# Multiple Matrix Multiplication Tutorial

In this example, we'll build on the Matmul Tutorial and include a second matrix multiplication. The end result being y = x^3 where x is the input matrix. We'll also include some of the concepts from the previous tutorials. 

By the end of this tutorial, you should feel comfortable with the following concepts:
* Matrix Multiplication on Groq hardware
* Memory Layouts for Tensors
* Buffered Resource Scopes
* Memory Copy

It is expected that you have finished reading the Multiple Matrix Multiplications section of the Groq API Tutorial Guide prior to going through this tutorial. 
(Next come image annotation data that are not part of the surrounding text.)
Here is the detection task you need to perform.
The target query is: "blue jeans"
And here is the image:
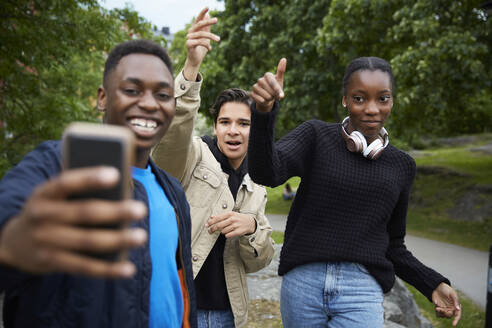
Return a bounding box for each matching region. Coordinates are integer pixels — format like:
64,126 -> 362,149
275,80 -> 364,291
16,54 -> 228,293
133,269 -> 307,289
280,262 -> 384,328
197,309 -> 235,328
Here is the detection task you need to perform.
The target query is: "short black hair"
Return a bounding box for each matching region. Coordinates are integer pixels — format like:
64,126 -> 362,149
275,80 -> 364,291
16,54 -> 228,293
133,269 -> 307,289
103,39 -> 174,83
210,88 -> 253,124
342,57 -> 395,96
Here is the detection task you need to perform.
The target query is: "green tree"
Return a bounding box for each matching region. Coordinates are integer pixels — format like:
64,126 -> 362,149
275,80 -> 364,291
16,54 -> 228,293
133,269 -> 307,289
0,0 -> 165,176
173,0 -> 492,142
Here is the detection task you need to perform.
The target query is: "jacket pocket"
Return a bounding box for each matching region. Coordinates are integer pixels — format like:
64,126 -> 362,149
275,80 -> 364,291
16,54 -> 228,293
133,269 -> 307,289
186,165 -> 220,207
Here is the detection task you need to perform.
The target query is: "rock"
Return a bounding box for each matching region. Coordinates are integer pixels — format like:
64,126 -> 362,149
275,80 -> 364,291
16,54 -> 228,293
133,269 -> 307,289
247,245 -> 432,328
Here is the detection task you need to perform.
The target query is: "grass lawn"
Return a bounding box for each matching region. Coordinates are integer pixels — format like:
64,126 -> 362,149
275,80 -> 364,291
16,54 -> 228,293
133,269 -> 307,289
266,135 -> 492,251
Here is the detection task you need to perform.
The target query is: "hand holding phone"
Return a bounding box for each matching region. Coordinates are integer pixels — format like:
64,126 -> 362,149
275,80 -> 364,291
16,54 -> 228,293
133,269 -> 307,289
0,122 -> 147,277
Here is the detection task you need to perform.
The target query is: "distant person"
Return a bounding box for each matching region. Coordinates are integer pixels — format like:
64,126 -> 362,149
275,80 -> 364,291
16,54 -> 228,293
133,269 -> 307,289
152,9 -> 274,328
248,57 -> 461,328
282,183 -> 296,200
0,40 -> 196,328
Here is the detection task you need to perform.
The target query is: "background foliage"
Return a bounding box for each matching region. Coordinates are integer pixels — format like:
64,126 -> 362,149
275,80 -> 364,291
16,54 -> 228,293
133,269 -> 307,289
0,0 -> 492,176
171,0 -> 492,145
0,0 -> 165,176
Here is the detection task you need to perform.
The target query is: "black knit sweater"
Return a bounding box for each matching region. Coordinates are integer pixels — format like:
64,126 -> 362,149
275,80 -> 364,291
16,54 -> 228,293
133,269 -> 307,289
248,104 -> 449,300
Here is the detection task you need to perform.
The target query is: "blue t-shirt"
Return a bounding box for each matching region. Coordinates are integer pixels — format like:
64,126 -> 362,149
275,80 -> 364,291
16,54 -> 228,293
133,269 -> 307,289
133,165 -> 183,328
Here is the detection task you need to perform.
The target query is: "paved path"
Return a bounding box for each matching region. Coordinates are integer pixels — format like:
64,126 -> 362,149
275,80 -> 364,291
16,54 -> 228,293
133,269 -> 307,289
268,214 -> 489,309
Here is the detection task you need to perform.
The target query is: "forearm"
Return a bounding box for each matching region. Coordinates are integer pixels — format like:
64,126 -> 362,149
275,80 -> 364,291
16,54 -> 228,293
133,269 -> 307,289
239,191 -> 275,273
248,102 -> 317,187
152,72 -> 201,181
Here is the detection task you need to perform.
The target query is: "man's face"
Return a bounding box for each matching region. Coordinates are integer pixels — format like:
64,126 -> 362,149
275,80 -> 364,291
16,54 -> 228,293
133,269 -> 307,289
214,102 -> 251,169
98,54 -> 176,155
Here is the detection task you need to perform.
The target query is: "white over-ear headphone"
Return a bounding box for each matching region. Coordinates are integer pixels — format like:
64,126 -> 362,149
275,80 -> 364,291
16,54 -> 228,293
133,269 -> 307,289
342,116 -> 389,159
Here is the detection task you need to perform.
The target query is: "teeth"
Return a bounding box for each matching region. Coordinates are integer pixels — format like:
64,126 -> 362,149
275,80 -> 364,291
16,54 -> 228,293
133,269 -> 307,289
130,118 -> 157,129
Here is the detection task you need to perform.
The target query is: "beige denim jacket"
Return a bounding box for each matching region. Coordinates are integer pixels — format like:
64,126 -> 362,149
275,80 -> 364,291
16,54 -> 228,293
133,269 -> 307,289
152,72 -> 274,327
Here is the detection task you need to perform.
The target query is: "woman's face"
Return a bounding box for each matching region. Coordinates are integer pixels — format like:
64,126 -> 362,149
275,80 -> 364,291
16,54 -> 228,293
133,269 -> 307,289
342,70 -> 393,143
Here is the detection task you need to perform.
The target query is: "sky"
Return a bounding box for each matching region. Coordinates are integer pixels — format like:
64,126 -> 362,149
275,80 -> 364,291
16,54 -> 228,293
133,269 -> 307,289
99,0 -> 224,33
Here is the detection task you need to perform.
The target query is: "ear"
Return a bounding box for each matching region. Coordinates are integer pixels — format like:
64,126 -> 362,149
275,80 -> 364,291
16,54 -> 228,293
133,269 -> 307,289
97,86 -> 108,113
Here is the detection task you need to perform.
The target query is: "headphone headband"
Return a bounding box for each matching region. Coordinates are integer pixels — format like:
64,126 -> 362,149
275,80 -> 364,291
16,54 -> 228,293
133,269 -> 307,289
342,116 -> 389,159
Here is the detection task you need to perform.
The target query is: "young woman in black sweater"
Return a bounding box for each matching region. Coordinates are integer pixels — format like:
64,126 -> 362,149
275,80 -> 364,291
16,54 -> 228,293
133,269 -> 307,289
248,57 -> 461,328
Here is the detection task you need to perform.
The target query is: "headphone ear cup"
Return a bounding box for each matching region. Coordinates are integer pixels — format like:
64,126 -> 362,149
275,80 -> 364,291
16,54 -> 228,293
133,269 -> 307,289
362,138 -> 384,159
347,131 -> 367,153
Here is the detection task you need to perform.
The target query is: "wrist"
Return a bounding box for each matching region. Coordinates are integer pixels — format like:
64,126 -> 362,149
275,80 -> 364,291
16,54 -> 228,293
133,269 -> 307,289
183,59 -> 200,82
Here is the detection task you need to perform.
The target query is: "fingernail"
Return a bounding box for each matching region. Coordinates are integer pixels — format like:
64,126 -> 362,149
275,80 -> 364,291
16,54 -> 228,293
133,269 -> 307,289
98,167 -> 120,183
120,263 -> 136,277
131,201 -> 147,219
131,229 -> 147,244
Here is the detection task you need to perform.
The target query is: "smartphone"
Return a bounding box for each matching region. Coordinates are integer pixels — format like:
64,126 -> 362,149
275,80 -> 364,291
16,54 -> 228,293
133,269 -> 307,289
62,122 -> 135,261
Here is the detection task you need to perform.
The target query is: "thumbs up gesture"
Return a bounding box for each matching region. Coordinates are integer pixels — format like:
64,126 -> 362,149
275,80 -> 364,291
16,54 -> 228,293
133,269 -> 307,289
251,58 -> 287,112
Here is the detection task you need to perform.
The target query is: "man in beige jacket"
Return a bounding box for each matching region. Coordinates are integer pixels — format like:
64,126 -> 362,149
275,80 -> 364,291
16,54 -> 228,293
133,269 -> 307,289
152,8 -> 274,327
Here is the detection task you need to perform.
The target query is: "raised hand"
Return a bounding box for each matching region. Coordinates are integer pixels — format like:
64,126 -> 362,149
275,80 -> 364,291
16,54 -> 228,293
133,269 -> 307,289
0,167 -> 147,278
183,7 -> 220,81
205,212 -> 256,238
251,58 -> 287,112
432,282 -> 461,326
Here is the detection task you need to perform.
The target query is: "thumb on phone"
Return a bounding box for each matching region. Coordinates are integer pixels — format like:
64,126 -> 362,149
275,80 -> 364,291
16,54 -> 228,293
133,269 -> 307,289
275,58 -> 287,99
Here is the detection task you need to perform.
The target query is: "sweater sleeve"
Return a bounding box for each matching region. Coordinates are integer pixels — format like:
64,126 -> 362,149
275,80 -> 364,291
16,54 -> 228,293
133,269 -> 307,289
386,159 -> 450,302
248,102 -> 316,187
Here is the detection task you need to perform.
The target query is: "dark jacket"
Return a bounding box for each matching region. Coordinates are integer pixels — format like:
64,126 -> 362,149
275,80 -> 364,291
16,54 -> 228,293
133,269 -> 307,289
0,141 -> 197,328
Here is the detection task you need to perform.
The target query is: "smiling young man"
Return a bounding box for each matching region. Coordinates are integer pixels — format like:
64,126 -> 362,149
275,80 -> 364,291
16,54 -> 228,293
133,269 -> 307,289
0,40 -> 196,328
152,9 -> 274,328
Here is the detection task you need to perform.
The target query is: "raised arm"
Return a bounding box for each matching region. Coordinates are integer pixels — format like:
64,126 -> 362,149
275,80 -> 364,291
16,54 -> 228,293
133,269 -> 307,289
152,8 -> 220,182
248,58 -> 316,187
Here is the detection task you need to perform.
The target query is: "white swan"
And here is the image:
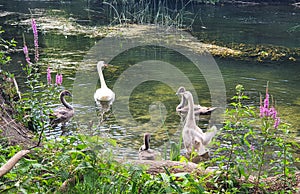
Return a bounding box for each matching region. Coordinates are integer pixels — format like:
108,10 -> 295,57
182,91 -> 217,155
139,133 -> 161,160
94,61 -> 115,109
176,86 -> 216,115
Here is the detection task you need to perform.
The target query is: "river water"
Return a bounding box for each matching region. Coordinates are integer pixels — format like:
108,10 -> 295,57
0,0 -> 300,158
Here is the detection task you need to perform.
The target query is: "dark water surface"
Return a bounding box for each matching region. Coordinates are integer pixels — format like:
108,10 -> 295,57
0,0 -> 300,157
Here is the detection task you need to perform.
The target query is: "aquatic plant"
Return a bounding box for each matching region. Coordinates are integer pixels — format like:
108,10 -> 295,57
103,0 -> 203,27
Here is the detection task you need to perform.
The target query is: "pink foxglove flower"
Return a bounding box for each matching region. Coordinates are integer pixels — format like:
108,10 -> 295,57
259,87 -> 280,129
31,18 -> 39,62
23,44 -> 31,64
47,66 -> 51,85
250,144 -> 255,152
55,74 -> 63,86
274,117 -> 280,129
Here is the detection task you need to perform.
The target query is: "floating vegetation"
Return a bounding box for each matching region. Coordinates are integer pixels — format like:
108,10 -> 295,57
193,33 -> 300,62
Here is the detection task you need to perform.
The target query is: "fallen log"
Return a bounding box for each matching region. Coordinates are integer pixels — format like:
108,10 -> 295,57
0,150 -> 30,177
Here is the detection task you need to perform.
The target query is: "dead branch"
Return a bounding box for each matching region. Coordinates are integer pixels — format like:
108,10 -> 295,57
0,150 -> 30,177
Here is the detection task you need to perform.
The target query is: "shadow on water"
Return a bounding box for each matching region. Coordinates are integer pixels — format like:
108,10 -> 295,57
0,0 -> 300,158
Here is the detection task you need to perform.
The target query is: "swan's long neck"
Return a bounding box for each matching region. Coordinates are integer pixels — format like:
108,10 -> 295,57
144,134 -> 150,150
97,65 -> 107,88
60,95 -> 73,110
185,95 -> 197,127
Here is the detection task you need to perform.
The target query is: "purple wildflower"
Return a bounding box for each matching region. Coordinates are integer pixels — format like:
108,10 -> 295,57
250,144 -> 255,152
47,66 -> 51,85
23,44 -> 31,64
274,117 -> 280,129
31,18 -> 39,62
264,93 -> 269,109
259,87 -> 280,129
55,74 -> 62,86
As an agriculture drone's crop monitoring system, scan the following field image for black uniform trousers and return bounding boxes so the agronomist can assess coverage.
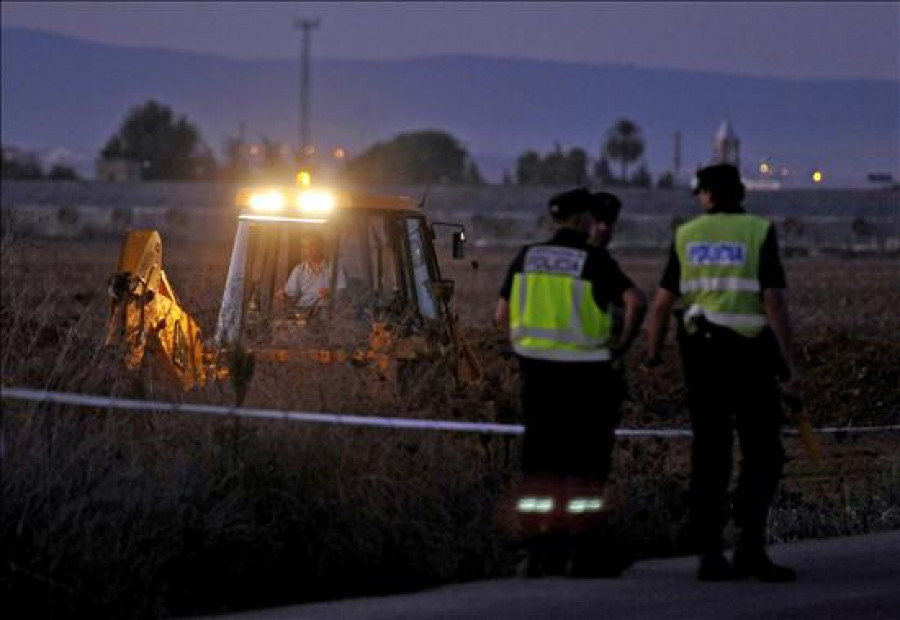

## Build a program and Compile with Groq API

Begin by importing the following packages. Note that for this example, in addition to the Groq API, we're also importing the Neural Net library from the Groq API as 'nn'. 

In [None]:
import groq.api as g
from groq.runner import tsp
import groq.api.nn as nn
import numpy as np
print("Python packages imported successfully")

Create your input matrix, set the size and datatype. Remember to name it for easier debug and provide the recommended memory layout for the first matrix.

In [None]:
matrix = g.input_tensor(shape=(120, 120), dtype=g.float16, name="matrix", layout="H1(W), -1, S2")

Before looking at the code, let's discuss what this program will do:

<b> STEPS: <b>

1. First, we need to make a copy of our input matrix in order to do X*X. We'll use our learnings from the Memory Copy Tutorial to do this, however we'll include it inside a buffered resource scope. Doing a memory copy from within the GroqChip reduces the data being sent via the PCIe bus thereby reducing bloat on the bus.

2. Now that we have two sets of 'x', we can multiply them together.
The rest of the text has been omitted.